I know that New Year’s resolutions have been all the talk lately.  But, now that we’re about two weeks into 2014, it is very possible that you’re feeling like you bit off more than you can chew with those “resolutions” and may have already thrown in the towel with some (that is of course until next year when you decide “this is the year I’m going to commit to change!”).

Although entering a new year is a wonderful time to reflect on the past year, give yourself the gift of a fresh start with a clean slate, and set goals for yourself, I don’t like the word resolutions or the tone or pressure that is put on the start of a new year. I personally feel that every day we should be working to accomplish our goals and improve ourselves, instead of assigning one time of year for it.

To start to change this mentality and repetitive action, let’s first understand why so many of us have trouble sticking to our resolutions:

– We set out to overhaul our lives and make huge, drastic changes that are unrealistic to achieve or sustain on that level.
– We go in with an “all or nothing” mindset.
– As stated before, we designate this one time of year as the only time to make changes and set goals.
– We don’t take time to truly understand what we are setting out to achieve or why.

That being said, here are some useful tips to help you rethink your “resolutions” and implement the changes you are looking to make in your life (not only specific to this time of year;)).

  1. Cross the word RESOLUTIONS off your list and replace it with intentions and goals.  This way, you remove that unnecessary weight and pressure that’s put on you to have to make these drastic changes, and fully succeed at the start of a new year.  Additionally, goals and intentions are things we are constantly working to achieve and need to work on every single day

  2. Start small.

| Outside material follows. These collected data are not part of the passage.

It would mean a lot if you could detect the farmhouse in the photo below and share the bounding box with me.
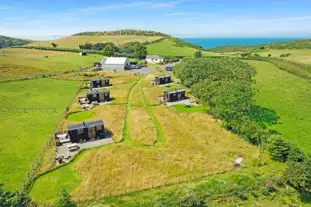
[164,89,186,102]
[101,57,129,72]
[146,55,164,64]
[79,52,87,56]
[67,120,105,143]
[86,90,110,103]
[91,78,110,88]
[155,75,172,85]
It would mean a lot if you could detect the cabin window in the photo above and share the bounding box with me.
[93,94,97,98]
[78,128,83,135]
[96,125,103,131]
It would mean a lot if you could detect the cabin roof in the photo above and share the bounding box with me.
[156,75,171,79]
[165,89,185,94]
[91,77,109,82]
[84,120,104,128]
[68,123,84,131]
[86,90,110,96]
[67,120,104,131]
[101,57,127,65]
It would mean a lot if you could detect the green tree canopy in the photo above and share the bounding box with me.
[52,189,76,207]
[193,50,202,58]
[103,45,114,56]
[268,136,291,162]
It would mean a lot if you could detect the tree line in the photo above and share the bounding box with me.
[174,57,311,192]
[0,35,31,48]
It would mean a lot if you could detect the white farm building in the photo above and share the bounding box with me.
[101,57,129,72]
[145,55,164,64]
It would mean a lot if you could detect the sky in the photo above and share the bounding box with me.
[1,0,311,40]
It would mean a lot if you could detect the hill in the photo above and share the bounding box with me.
[73,29,169,37]
[207,38,311,53]
[0,35,32,48]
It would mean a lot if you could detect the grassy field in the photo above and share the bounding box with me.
[0,78,80,189]
[170,104,209,113]
[29,71,258,205]
[247,60,311,153]
[0,48,99,79]
[146,39,218,57]
[259,49,311,64]
[27,35,163,48]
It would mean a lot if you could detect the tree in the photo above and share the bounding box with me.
[193,50,202,58]
[0,184,34,207]
[103,45,114,56]
[52,189,76,207]
[268,136,290,162]
[51,43,57,48]
[288,145,305,162]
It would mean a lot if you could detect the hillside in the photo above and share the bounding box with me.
[0,35,32,48]
[208,38,311,53]
[74,29,169,37]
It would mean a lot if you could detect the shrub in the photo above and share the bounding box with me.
[52,189,77,207]
[268,136,290,162]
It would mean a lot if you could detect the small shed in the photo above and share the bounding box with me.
[164,89,186,102]
[79,52,87,56]
[67,120,104,143]
[86,90,110,103]
[91,78,110,88]
[155,75,172,85]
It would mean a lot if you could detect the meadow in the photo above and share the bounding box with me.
[259,49,311,64]
[0,48,98,80]
[247,60,311,153]
[27,35,163,48]
[29,71,258,205]
[0,78,80,190]
[146,38,218,57]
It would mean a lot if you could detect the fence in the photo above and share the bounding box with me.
[0,106,56,113]
[19,81,83,192]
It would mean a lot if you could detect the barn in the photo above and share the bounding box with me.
[86,90,110,103]
[164,89,186,102]
[155,75,172,85]
[91,78,110,88]
[67,120,105,143]
[101,57,129,72]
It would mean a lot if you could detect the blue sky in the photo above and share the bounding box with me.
[0,0,311,40]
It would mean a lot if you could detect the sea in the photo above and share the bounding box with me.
[181,37,305,49]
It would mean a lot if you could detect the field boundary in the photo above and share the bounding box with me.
[0,106,56,113]
[19,81,83,192]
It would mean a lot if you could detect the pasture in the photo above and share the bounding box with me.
[0,48,98,80]
[27,35,163,48]
[259,49,311,64]
[0,78,80,189]
[29,71,258,205]
[247,60,311,153]
[146,39,218,57]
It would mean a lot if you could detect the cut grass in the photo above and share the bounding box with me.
[246,60,311,153]
[0,48,99,79]
[67,111,95,122]
[0,78,80,190]
[146,39,219,57]
[27,35,163,48]
[259,49,311,64]
[170,104,209,113]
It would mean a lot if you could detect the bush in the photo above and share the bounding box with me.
[268,136,290,162]
[52,189,76,207]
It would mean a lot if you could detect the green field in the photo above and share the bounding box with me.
[146,39,218,56]
[0,78,80,189]
[170,104,209,113]
[259,49,311,64]
[0,48,99,79]
[247,60,311,153]
[27,35,162,48]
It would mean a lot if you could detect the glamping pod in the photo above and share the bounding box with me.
[155,75,172,85]
[164,89,186,102]
[86,90,110,103]
[91,78,110,88]
[67,120,105,143]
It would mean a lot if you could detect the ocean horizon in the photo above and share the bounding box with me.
[181,37,307,49]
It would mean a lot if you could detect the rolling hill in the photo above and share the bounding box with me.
[0,35,32,48]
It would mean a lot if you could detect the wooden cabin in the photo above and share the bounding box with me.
[86,90,110,103]
[155,75,172,85]
[164,89,186,102]
[67,120,105,143]
[91,78,110,88]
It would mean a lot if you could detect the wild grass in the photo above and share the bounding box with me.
[0,78,80,189]
[129,107,157,146]
[247,60,311,153]
[259,49,311,64]
[26,35,163,48]
[170,104,209,113]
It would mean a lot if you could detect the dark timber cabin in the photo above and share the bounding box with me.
[67,120,105,143]
[155,75,172,85]
[91,78,110,88]
[164,89,186,102]
[86,90,110,103]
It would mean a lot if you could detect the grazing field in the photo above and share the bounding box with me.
[247,60,311,153]
[0,48,98,79]
[259,49,311,64]
[146,39,218,57]
[0,78,80,189]
[29,72,258,205]
[27,35,163,48]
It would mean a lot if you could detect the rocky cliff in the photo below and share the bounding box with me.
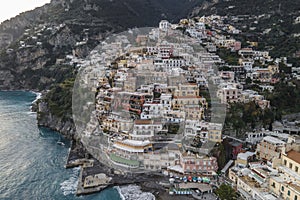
[37,99,76,139]
[0,0,204,138]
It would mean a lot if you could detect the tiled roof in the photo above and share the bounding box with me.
[287,150,300,164]
[134,119,152,125]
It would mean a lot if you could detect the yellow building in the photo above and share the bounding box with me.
[269,149,300,200]
[281,150,300,182]
[172,96,207,110]
[268,65,279,75]
[174,83,199,97]
[269,174,300,200]
[183,107,204,120]
[208,123,223,143]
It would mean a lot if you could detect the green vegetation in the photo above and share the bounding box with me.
[225,79,300,136]
[210,143,226,169]
[44,78,75,120]
[167,123,180,134]
[109,153,139,167]
[265,80,300,115]
[225,101,275,136]
[197,0,300,66]
[215,184,237,200]
[217,48,239,65]
[200,88,211,107]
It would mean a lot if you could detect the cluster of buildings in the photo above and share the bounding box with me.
[172,16,274,108]
[172,15,300,199]
[227,134,300,200]
[75,15,300,199]
[83,20,229,176]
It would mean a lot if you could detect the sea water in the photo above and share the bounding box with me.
[0,91,121,200]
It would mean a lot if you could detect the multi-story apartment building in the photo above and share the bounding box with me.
[217,82,242,104]
[179,152,218,173]
[130,119,163,141]
[174,83,199,97]
[184,120,222,143]
[269,149,300,200]
[256,136,286,162]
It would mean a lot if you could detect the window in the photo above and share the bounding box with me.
[290,163,293,169]
[271,182,276,188]
[296,166,299,173]
[295,195,298,200]
[284,160,287,165]
[282,186,284,191]
[288,190,291,196]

While I am a big advocate for setting goals and aspirations, and having a bigger picture in mind, it’s important to make small shifts and changes that will ultimately help you reach those big goals and get your where and who you want to be. Start with small and realistic changes and gradually add on or deepen your goals. By accomplishing these smaller tasks, you will feel more accomplished, and therefore more motivated, to continue working towards your goals. And the more you achieve, the closer you will be to living your big picture- not just envisioning it.

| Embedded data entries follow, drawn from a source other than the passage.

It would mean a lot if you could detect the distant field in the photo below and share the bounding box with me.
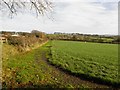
[49,40,119,85]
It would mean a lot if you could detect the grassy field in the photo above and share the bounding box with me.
[2,44,45,88]
[2,43,89,88]
[2,41,119,88]
[49,40,119,86]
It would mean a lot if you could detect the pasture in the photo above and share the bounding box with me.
[49,40,119,85]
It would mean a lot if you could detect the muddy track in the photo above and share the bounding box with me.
[34,45,119,89]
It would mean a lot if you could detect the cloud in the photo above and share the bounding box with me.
[51,1,118,34]
[0,0,118,35]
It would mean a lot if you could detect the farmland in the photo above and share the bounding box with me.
[3,43,95,88]
[48,40,119,86]
[2,38,119,88]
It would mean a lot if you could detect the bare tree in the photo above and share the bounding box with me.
[0,0,53,16]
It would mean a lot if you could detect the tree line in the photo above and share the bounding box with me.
[47,32,120,44]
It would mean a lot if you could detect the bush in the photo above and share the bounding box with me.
[7,36,25,46]
[7,32,47,52]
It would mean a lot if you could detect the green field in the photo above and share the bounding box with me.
[49,40,119,85]
[2,43,88,88]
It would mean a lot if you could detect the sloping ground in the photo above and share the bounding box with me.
[2,42,119,89]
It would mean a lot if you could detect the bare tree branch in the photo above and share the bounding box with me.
[2,0,14,13]
[0,0,53,16]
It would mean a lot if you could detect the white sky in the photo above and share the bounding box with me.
[0,0,119,35]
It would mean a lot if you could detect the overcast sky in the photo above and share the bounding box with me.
[0,0,119,35]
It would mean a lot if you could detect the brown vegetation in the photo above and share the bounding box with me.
[2,30,48,52]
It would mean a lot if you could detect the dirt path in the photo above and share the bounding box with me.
[34,44,118,89]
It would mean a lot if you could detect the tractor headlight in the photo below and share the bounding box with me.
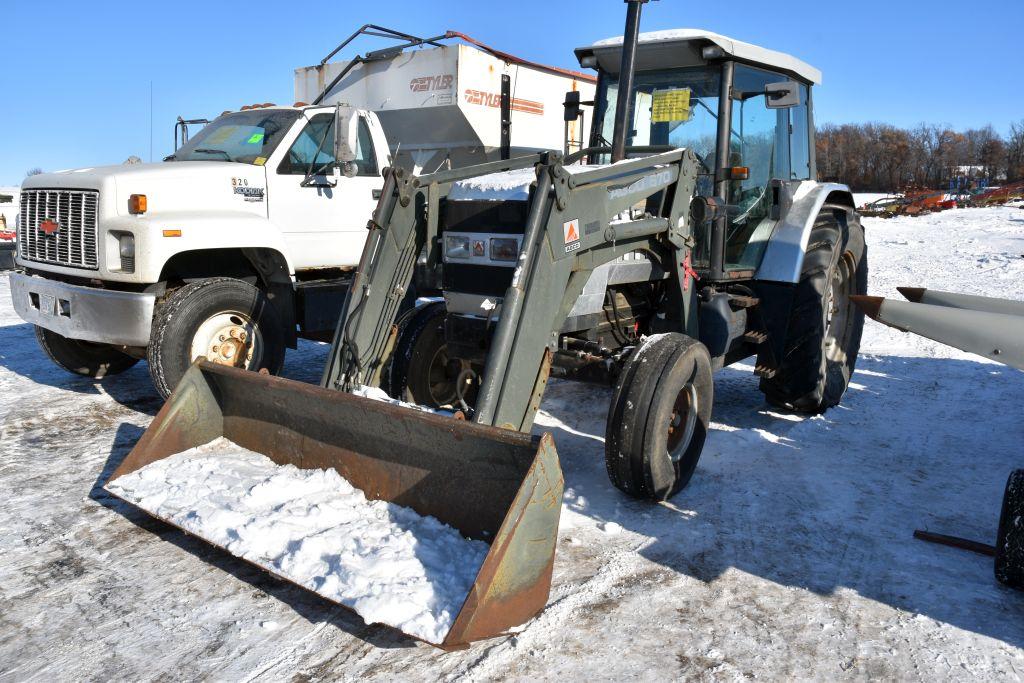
[444,235,471,260]
[489,237,519,262]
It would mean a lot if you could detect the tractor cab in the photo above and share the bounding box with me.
[574,30,821,281]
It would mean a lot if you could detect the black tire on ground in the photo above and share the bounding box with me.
[995,469,1024,589]
[386,302,476,409]
[760,203,868,413]
[147,277,285,399]
[605,333,714,501]
[35,326,138,378]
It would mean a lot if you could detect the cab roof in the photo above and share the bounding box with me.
[575,29,822,85]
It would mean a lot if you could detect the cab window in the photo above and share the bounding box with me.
[726,65,805,269]
[170,109,300,164]
[789,84,812,180]
[277,114,378,176]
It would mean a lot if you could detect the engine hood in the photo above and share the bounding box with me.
[22,162,269,218]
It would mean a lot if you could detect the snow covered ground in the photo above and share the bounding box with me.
[1,205,1023,680]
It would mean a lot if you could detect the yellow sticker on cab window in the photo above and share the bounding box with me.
[651,88,692,123]
[254,156,267,166]
[206,125,238,144]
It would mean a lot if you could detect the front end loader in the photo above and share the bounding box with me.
[108,1,869,645]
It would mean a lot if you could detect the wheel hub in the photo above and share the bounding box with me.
[426,345,474,407]
[191,312,262,369]
[824,256,854,363]
[667,383,699,461]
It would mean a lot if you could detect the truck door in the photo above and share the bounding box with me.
[268,112,382,269]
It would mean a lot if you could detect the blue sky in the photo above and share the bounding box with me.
[2,0,1021,185]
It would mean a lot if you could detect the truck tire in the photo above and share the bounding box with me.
[995,469,1024,589]
[148,278,285,399]
[605,333,713,501]
[387,302,476,409]
[760,204,868,413]
[35,326,138,379]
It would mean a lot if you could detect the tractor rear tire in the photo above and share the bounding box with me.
[760,203,868,413]
[36,326,138,379]
[995,469,1024,589]
[605,333,713,501]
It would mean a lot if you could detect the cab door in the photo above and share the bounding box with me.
[267,112,382,269]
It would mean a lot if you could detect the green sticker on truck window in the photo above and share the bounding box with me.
[246,132,265,144]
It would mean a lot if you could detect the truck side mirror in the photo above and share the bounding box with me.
[765,81,800,109]
[333,106,360,173]
[563,91,583,122]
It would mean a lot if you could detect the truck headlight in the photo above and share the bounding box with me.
[117,232,136,273]
[489,238,519,262]
[445,235,471,260]
[119,233,135,259]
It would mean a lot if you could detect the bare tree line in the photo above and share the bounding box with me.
[816,121,1024,192]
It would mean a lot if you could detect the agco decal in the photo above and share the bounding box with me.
[409,75,454,92]
[463,89,544,116]
[231,177,265,202]
[563,218,581,253]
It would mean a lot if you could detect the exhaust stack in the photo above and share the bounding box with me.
[610,0,649,162]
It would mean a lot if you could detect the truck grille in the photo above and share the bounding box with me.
[19,189,99,269]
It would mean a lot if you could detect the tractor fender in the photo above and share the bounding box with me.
[755,181,855,284]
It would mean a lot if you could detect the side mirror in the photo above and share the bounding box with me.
[333,105,359,165]
[765,81,800,109]
[563,91,583,122]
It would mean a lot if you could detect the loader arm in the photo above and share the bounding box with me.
[323,147,702,432]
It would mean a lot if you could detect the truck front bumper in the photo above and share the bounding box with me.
[9,272,156,347]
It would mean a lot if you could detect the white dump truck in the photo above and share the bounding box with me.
[9,28,594,397]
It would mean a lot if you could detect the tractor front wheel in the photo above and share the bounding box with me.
[605,333,713,501]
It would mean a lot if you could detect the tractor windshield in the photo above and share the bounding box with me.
[595,63,814,274]
[168,109,301,164]
[595,66,721,193]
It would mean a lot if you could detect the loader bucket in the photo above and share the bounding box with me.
[105,361,563,649]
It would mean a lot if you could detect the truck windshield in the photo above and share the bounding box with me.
[595,66,721,183]
[170,110,301,164]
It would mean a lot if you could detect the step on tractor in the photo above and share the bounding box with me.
[109,1,868,646]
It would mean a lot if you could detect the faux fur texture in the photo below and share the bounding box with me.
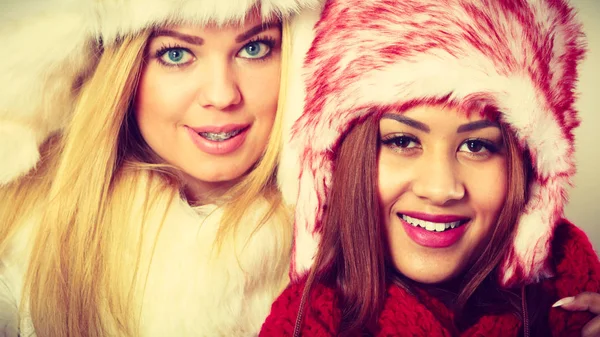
[279,0,586,287]
[0,173,291,336]
[0,0,319,185]
[260,221,600,336]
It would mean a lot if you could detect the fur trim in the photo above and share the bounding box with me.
[277,1,325,206]
[0,0,319,185]
[282,0,585,287]
[0,173,291,336]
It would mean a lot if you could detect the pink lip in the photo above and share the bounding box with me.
[398,212,470,248]
[189,123,250,133]
[185,125,250,155]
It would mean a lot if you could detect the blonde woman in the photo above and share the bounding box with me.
[0,0,318,336]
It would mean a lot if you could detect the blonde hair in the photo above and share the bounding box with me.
[217,20,292,247]
[0,21,292,337]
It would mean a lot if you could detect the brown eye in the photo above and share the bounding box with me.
[398,137,413,148]
[458,139,499,155]
[465,140,484,152]
[387,136,417,148]
[381,135,420,151]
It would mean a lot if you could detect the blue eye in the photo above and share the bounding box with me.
[167,49,184,62]
[156,47,194,66]
[237,41,271,59]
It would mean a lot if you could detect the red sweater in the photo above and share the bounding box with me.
[260,221,600,336]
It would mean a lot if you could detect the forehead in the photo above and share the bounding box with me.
[160,10,278,36]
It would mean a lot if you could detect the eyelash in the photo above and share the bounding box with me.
[381,134,420,153]
[461,138,500,157]
[152,35,278,68]
[380,134,501,158]
[240,35,277,61]
[154,43,192,68]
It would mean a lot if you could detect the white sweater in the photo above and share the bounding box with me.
[0,181,290,336]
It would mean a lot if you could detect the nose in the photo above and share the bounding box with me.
[411,153,465,205]
[196,59,242,110]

  3. Be consistent.  It’s important to try and implement these changes and new behaviors on a daily basis in order to teach yourself new habits and undo old, negative ones. Scientific evidence shows it takes about 40 days of practice to teach yourself a new habit.. so keep at it!

  4. Get out of the “all or nothing” mindset.  This ties back into tip #1- you do not need a new year to bring in change.  Every day presents you with a fresh start, new opportunities, and choices.  Even throughout the day we are given constant chances to implement change and to set and reach our objectives.  If you slip up or fall off track… just get back on and do something positive that will bring you one step closer to your goals and to supporting what you want and need.

  5. Start each morning by setting an intention for the DAY (not the whole year or even month) and thinking about what your goals are.  Then, think about what you can do that day to support and reach these goals and be aligned with your intentions.

And just remember: you choose the goals and intentions that you want for yourself, and you are the only one who can achieve them.  You owe it yourself to work towards these every day.
And, if you slip up (as we all do) give yourself a free pass and start fresh with a healthy meal, a great yoga class, a good laugh, or throw on some jams and just dance :).
And as Kris Carr says:

“Smaller changes equal big wins, especially when you stick with them. And listen up perfectionist, you don’t have to stick with them 100 percent of the time to be successful…For the majority of us, when we start from an extreme place and seek extreme results, we set ourselves up for extreme disappointment.”